All Alder Lake CPUs are comprised of modular logic blocks – the CPU cores, GPU, memory controller, IO, and more. They will support up to DDR5-4800, LPDDR5-5200, DDR4-3200 and LPDDR4X-4266 RAM, and it will be up to motherboard and laptop OEMs to decide which to implement. The modular blocks of each CPU will be connected through three fabrics – Compute, Memory, and IO. Intel describes 100GBps of compute fabric bandwidth per P core or per cluster of four E cores, for a total of 1000GBps between 10 such units. Last-level cache can be dynamically adjusted between inclusive and exclusive depending on load.
We now have a bit of information about how workloads will be balanced between P and E cores. Intel is announcing a new hardware scheduler called Thread Director, which will be completely transparent to software and will work with the OS scheduler to assign threads to different cores based on urgency and real-time conditions. Designed to scale across mobile and desktop CPUs, Thread Director will be able to adapt to thermal and power conditions and migrate threads from one type of core to another, as well as manage multi-threading on the P cores, with “nanosecond precision”.
Thread Director requires Windows 11, and so Alder Lake will perform optimally under this upcoming OS, though Windows 10, Linux, and other OSes will also work. It means that the OS scheduler now understands what kinds of threads require what kinds of resources, and can prioritise latency, power saving, or other parameters depending on operating conditions.
Intel has been teasing its first high-end gaming GPU for a while now, and is ramping up hype with the recent announcement of a new Intel Arc brand for GPU hardware, software and services. The first-generation product is codenamed ‘Alchemist’, and will launch in early 2022. This is a tier of the Xe architecture product stack known as Xe-HPG, or High Performance Gaming. Alchemist will be manufactured by TSMC on its N6 node. It will support hardware ray tracing as well as DirectX 12 Ultimate features such as mesh shading and variable rate shading.
Each first-gen Xe-HPG core will have 16 vector engines and 16 matrix engines plus caches, allowing for common GPU workloads as well as AI acceleration.
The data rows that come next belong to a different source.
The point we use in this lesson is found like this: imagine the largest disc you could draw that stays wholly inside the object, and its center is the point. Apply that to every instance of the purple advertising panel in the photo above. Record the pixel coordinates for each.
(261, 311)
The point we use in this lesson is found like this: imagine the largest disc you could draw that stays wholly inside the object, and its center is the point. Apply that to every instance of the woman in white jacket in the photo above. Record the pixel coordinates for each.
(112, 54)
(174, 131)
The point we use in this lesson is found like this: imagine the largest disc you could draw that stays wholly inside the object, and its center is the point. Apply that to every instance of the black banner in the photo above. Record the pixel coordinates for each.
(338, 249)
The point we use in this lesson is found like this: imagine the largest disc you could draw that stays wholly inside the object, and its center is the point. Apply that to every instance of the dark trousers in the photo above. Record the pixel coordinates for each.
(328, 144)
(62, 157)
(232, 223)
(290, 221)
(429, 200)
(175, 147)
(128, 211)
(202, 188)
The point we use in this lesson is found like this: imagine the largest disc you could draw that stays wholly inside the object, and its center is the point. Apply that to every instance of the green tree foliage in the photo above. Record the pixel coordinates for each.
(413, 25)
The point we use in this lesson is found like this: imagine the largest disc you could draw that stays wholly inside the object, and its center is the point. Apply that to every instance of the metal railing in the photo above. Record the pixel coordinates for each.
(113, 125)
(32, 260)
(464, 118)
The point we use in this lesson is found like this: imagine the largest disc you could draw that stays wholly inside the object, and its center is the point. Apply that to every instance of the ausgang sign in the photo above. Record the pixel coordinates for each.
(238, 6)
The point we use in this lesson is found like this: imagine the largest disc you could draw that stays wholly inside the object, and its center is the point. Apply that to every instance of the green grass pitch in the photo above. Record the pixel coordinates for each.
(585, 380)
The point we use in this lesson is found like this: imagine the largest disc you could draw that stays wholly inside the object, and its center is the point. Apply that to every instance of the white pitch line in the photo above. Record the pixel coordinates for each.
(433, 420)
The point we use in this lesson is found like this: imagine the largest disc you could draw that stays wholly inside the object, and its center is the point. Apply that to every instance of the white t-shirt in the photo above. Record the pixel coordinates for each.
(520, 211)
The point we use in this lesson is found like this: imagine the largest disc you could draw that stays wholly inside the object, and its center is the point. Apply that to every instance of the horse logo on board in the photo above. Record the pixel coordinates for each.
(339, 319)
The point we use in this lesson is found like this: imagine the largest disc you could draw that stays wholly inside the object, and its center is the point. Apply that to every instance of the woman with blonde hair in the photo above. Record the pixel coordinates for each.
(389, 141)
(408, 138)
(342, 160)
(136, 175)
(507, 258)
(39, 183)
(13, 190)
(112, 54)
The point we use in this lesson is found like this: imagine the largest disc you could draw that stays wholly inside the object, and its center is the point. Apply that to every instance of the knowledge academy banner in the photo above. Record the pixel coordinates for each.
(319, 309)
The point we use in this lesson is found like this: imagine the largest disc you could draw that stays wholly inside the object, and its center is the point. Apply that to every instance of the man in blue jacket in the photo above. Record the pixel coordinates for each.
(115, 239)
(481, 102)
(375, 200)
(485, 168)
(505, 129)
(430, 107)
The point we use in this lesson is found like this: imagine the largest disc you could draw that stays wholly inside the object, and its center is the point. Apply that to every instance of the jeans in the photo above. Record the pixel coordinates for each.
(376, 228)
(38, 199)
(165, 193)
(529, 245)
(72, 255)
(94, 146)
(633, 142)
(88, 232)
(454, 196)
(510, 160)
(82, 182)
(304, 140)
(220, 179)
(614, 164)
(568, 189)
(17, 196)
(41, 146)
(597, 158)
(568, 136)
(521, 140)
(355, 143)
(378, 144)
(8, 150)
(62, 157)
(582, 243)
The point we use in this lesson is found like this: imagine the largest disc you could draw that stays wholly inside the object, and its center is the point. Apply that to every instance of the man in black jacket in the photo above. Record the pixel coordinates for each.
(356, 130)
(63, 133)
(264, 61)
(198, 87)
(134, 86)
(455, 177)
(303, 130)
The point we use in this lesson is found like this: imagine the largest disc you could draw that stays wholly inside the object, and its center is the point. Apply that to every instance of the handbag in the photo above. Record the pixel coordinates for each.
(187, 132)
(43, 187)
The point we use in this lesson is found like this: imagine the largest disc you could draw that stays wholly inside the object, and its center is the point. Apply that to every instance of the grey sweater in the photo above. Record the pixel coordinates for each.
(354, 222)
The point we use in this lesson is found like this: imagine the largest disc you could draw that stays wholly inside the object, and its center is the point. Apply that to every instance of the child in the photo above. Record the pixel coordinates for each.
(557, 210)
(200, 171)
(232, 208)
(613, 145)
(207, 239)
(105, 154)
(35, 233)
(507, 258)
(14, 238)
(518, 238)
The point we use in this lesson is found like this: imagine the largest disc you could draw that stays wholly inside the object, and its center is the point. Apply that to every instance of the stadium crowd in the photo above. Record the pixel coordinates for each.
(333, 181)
Four such cores, plus four ray tracing units and other rendering hardware, make up a “slice”. Each Alchemist GPU can have up to eight such slices.
Now, we also know that Intel will roll out its own version of AI upscaling, called XeSS (Xe Super Sampling), to take on Nvidia’s DLSS and AMD’s FSR. XeSS is an AI-based upscaling method that combines information from previous frames. Intel is claiming up to 2X better performance by rendering at lower resolutions and then upscaling to the target resolution. XeSS will run even on Xe LP integrated GPUs, and multiple game developers are on board to support it.
While we don’t have any GPU specifications yet, Intel did say it has worked on delivering “leadership” performance per Watt. We’re sure to find out more as the launch draws nearer.
Intel also made several announcements related to its server and datacentre businesses during the Architecture Day, including a demonstration of the upcoming Ponte Vecchio architecture for big data which will be the basis of the Aurora exascale supercomputer. Other highlights were the modular ‘Sapphire Rapids’ Xeon Scalable platform, the oneAPI software stack, and an emerging product category – Infrastructure Processing Units (IPUs), designed to separate infrastructure overheads from client data and processing requirements in cloud-centric datacentres.